Hi,
I'm trying to extract certain things from a web page. The website is TVRage.com, and the example I'm using at the moment is the Warehouse 13 episode list. So far I've managed to get the title of the show using this code:
#!/usr/bin/env python
import urllib
def save_page(site="http://www.tvrage.com/Warehouse_13/episode_list"):
mypath = site
mylines = urllib.urlopen(mypath).readlines()

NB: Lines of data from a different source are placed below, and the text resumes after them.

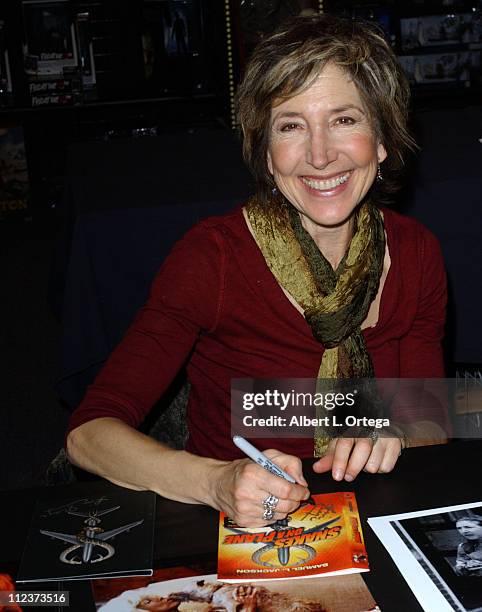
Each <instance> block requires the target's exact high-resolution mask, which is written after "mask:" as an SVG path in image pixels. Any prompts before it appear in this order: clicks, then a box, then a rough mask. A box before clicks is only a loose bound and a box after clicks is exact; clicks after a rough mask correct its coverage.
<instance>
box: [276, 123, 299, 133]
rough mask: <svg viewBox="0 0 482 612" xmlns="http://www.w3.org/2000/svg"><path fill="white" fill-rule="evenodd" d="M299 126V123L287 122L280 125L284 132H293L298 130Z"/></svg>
mask: <svg viewBox="0 0 482 612" xmlns="http://www.w3.org/2000/svg"><path fill="white" fill-rule="evenodd" d="M297 127H298V124H297V123H285V124H283V125H282V126H281V127H280V130H281V131H282V132H291V131H293V130H296V128H297Z"/></svg>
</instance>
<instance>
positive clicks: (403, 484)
mask: <svg viewBox="0 0 482 612" xmlns="http://www.w3.org/2000/svg"><path fill="white" fill-rule="evenodd" d="M481 453H482V441H480V440H477V441H471V442H454V443H452V444H449V445H446V446H431V447H420V448H414V449H407V450H406V451H404V453H403V454H402V457H401V458H400V460H399V463H398V465H397V467H396V469H395V470H394V471H393V472H392V473H391V474H385V475H369V474H364V473H362V474H360V476H359V477H358V478H357V479H356V480H355V482H353V483H350V484H349V483H344V482H343V483H336V482H334V481H333V480H332V479H331V477H330V476H328V475H326V474H325V475H317V474H314V473H312V472H311V470H310V469H309V468H310V465H311V461H310V460H305V462H304V463H305V475H306V477H307V479H308V482H309V485H310V489H311V491H312V492H313V493H323V492H328V491H355V493H356V496H357V500H358V506H359V510H360V516H361V519H362V525H363V532H364V536H365V541H366V546H367V551H368V556H369V561H370V566H371V571H370V572H369V573H367V574H363V578H364V580H365V581H366V583H367V585H368V587H369V589H370V591H371V592H372V594H373V596H374V598H375V599H376V601H377V602H378V604H379V605H380V607H381V609H382V610H384V611H385V612H386V611H387V610H388V611H389V612H407V611H410V612H417V611H420V610H421V608H420V606H419V604H418V602H417V601H416V599H415V598H414V596H413V595H412V592H411V590H410V588H409V587H408V585H407V584H406V583H405V580H404V579H403V577H402V575H401V574H400V573H399V572H398V570H397V568H396V566H395V564H394V563H393V562H392V560H391V558H390V557H389V555H388V553H387V552H386V551H385V549H384V547H383V546H382V544H381V543H380V542H379V540H378V539H377V538H376V536H375V535H374V533H373V532H372V531H371V529H370V527H369V526H368V525H367V523H366V519H367V518H368V517H371V516H379V515H384V514H395V513H399V512H409V511H414V510H422V509H428V508H436V507H440V506H447V505H453V504H460V503H467V502H476V501H481V498H482V475H481V470H480V457H481ZM71 486H75V485H71ZM65 494H66V487H53V488H43V489H35V490H31V489H29V490H24V491H14V492H11V493H9V492H1V493H0V503H1V505H2V508H3V509H4V521H3V524H4V525H8V528H5V529H4V530H3V533H2V548H1V551H0V566H1V567H4V568H7V569H8V570H10V571H12V572H15V571H16V568H17V566H18V562H19V560H20V555H21V551H22V548H23V542H24V537H25V535H24V534H26V531H27V529H28V525H29V519H30V514H31V511H32V508H33V506H34V502H35V500H36V499H55V497H62V496H64V495H65ZM217 519H218V513H217V512H215V511H214V510H212V509H211V508H208V507H206V506H196V505H187V504H180V503H178V502H174V501H170V500H166V499H162V498H158V503H157V508H156V532H155V541H154V558H155V562H156V563H155V565H156V567H169V566H174V565H177V564H185V563H206V564H209V563H211V564H212V562H213V561H214V560H215V559H216V554H217ZM187 527H189V528H192V527H196V528H197V534H198V537H197V538H196V539H193V538H192V537H191V533H192V532H190V530H189V529H187ZM434 612H435V611H434Z"/></svg>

f = open('temp2.txt', 'w')
for item in mylines:
f.write(item)
f.close()
def find_title(temp="temp2.txt"):
f = open(temp, "r")
site = f.read()
f.close()
search1 = "<title>"
search2 = " (Episode"
starter = site.find(search1)
ender = site.find(search2)
#print "Starts at %s and ends at %s" % (starter, ender) Just gives the indexes
print site[(starter+19):ender]
Now I'm trying to get episode numbers, dates, and titles, the only problem is I can't figure out how to extract them from the html. So far I've tried this code to no effect:
def find_episodes(temp="temp2.txt"):
f = open(temp, "r")
site = f.read()
f.close()
for line in site:
if '/Warehouse_13/episodes/1064905360' in line:
print line
else:
print "We got nothing."
Any suggestions would help tremendously.